If it works, doctors will be able to apply their cancer medication right there, where it is needed and chemotherapy, for example, would become much less of an ordeal for the patient.
Many more potential uses in medicine
There are several other possible medical applications for micro structures from the Nanoscribe 3D printers. But to date, only one of them has been tested successfully.

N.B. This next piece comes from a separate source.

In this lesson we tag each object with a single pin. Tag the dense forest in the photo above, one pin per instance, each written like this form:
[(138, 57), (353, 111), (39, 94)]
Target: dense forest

Italian researchers managed to make a micro CT scan of the tiny surface structures of a bone. They then copied those exact structures to a new surface. Finally, the researchers applied living bone cells to the printed fake bone microstructures and the results were clear: "The living cells accepted the new surface much better than they would have with a flat surface," Andreas Frölich of Nanoscribe told DW.
Researchers at the Karlsruhe Institute of Technology (KIT) used a similar approach. They generated cage-like structures which make cells feel comfortable and settle there.
"The purpose is to lead the cells to believe that they are in a natural environment," Frölich said.
The micro printers can also be used to produce tiny instruments for minimally-invasive surgery. "We have customers who used our printers to attach lenses to extremely thin endoscopes. Or they have printed micro pliars onto the tips of wires," the physicist told DW. "This way one can monitor surgery inside a blood vessel and possibly remove a clot there," he added. So far, the technology has not reached hospital surgery rooms, but some medics are already running tests.